The first news that is trending is associated with financial service provider PayPal. News is out that social security numbers of nearly 35,000 users were leaked in a cyber attack that could have emerged from a credential stuffing campaign launched by a state funded actor.
According to the update provided by a source from PayPal, the attack took place on December 6 and was identified at the end of last month. Preliminary inquiries revealed that information such as usernames, dobs and individual tax numbers of individuals was accessed by hackers.
However, on a positive note, none of the siphoned info was found misused and the payment systems remained intact with no compromise logins.
All affected customers will be contacted via email and victims will be provided with a theft monitoring service via Equifax for the next 2 years, says a source from the American multinational financial tech company.
Second is the news related to the government of Iran, whose servers have been targeted by a threat actor dubbed Backdoor Diplomacy between July and December 2022. Security firm Palo Alto Networks Unit 42 was the first to discover the digital invasion and has linked the threat linked to Chinese APT group.
MailChimp, the automation based marketing company, is the third to hit the news headlines on Google as its servers have become a victim of a social engineering attack that led to a data leak. According to the official statement from the company, the leak took place on January 11th,2023 through a tool exploit related to Mailchimp Customer Support and Account Administration.
Prima facie reveals the attack took place when hackers got hold of sensitive login info after compromising a computing device used by an employee and a contractor leading to info steal of employee credentials.
Cybersecurity Insiders have resources data from its sources that the attack led to info leak related to companies in cryptocurrency and finance business fields.
Fourth is the news related to Ransomware and is sure to bring in smiles on the faces of all of them who are against the crime and its money minting tactics.
According to an analysis carried by Chainalysis, blockchain technology-based firm that is into research, payments related to ransomware have decreased in the past few months witnessing roughly a drop of 40% from record-breaking $765 million to $456 million in the past two years.
This suggests that most of the victims in the past 16-20 months either failed to pay the ransom or openly confessed to the criminals that they do not want to bow down to their demands.
It is unclear whether the victims faced serious repercussions for denying a pay to the criminals.

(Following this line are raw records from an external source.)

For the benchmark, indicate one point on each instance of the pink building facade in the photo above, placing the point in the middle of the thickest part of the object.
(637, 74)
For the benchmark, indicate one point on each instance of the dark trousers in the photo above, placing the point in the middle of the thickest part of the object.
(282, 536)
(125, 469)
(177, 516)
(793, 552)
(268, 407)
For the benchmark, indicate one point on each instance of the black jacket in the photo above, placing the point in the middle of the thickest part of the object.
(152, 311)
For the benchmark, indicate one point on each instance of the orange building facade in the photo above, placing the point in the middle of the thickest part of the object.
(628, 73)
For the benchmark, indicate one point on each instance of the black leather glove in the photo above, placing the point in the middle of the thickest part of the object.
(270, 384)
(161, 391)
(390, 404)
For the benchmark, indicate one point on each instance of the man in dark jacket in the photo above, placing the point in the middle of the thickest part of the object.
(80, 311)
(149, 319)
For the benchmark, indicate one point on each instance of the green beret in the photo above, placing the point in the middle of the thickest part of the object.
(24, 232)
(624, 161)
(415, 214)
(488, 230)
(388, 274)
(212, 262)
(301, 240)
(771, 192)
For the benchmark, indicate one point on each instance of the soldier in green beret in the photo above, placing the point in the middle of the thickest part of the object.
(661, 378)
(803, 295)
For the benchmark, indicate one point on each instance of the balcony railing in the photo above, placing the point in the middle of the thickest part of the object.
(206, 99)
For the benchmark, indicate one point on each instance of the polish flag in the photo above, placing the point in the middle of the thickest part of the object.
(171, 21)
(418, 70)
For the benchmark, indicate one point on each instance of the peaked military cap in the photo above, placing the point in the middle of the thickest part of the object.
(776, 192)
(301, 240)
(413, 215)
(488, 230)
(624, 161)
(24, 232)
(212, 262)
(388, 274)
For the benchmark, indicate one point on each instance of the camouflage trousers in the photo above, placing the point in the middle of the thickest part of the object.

However, payment refusal also means that the targeted victims could recover their encrypted data by other means, like via backups or free decryption keys offered by many security firms these days.
Thus, it clearly suggests that the business of spreading file encrypting malware is not lucrative anymore. So, are the criminals going to shift their business focus to other means or will they intensify the malware to a new peak, will only be known with time.